The goal of this project is to understand how to prevent neurological dysfunction caused by oxygen deprivation in the brain. Impaired delivery of oxygen to the brain occurs during leading causes of neurological disability such as stroke and traumatic brain injury. It is well established that hypoxia damages the brain in these conditions, killing patients or severely decreasing their quality of life. The medical and financial burden of brain hypoxia will likely increase over the next 40 years because the most susceptible part of our population, the aging, is expected to rise by about 60%. The ultimate goal for patients is “prime” their brains to work better without oxygen, so when an insult occurs, damage is minimized.

To gain fundamental insight needed to reach this goal, we will exploit a circuit that can prime itself to work without oxygen beyond that of most other neural systems- a central pattern generating circuit found in the brainstem of frogs. Like neural circuits of most vertebrates, this network needs oxygen to function. After minutes without oxygen, the network falls silent. In striking contrast, the PI found that this circuit transforms and continues to produce rhythmic activity when deprived of oxygen a day after these animals come out of hibernation. Such a dramatic improvement in circuit function during anoxia -from no activity to normal activity- has yet to be shown in any other model circuit.

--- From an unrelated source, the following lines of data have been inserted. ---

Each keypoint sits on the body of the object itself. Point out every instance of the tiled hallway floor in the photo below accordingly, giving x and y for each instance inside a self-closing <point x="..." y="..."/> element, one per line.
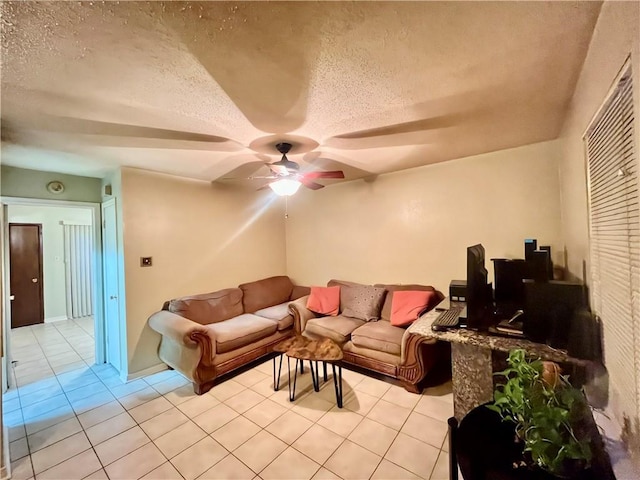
<point x="44" y="350"/>
<point x="87" y="423"/>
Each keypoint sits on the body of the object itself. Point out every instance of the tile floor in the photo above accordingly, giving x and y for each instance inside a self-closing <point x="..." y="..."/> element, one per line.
<point x="86" y="423"/>
<point x="47" y="349"/>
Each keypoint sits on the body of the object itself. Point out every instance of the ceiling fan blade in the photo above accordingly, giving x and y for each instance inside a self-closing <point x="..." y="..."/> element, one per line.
<point x="310" y="184"/>
<point x="319" y="174"/>
<point x="342" y="164"/>
<point x="81" y="126"/>
<point x="407" y="133"/>
<point x="278" y="169"/>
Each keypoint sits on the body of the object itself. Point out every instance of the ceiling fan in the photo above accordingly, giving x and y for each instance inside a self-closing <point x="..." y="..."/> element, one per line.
<point x="287" y="177"/>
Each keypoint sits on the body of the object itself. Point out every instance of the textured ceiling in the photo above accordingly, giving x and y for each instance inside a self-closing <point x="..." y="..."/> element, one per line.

We assert that fundamental concepts needed to eventually achieve anoxia resistance in patients’ brains will be easier to reveal in our system compared to other models where such a high degree of functional improvement is not yet possible.

The central hypothesis of this application is that changes supporting the energetic stress of activity and preserving neuronal firing lead to anoxia resistance of circuit function. This hypothesis will be tested by three mechanistic aims: (1) identify shifts in metabolic processes that maintain energy status of the network during anoxia, (2) assess the extent to which reducing inhibitory ion pumps promotes neuronal firing during anoxia, and (3) determine changes in ion channel expression profiles in single anoxia-resistant neurons.

These aims will afford diverse training opportunities to undergraduate and graduate students in single-cell molecular biology, patch clamp electrophysiology, fluorescence imaging microscopy, and extracellular nerve recording. Overall, this work will provide insight into how to make a neural circuit work properly without oxygen and will inform clinical investigations that must achieve this same outcome before patients’ lives can be improved when they encounter life-threatening hypoxia.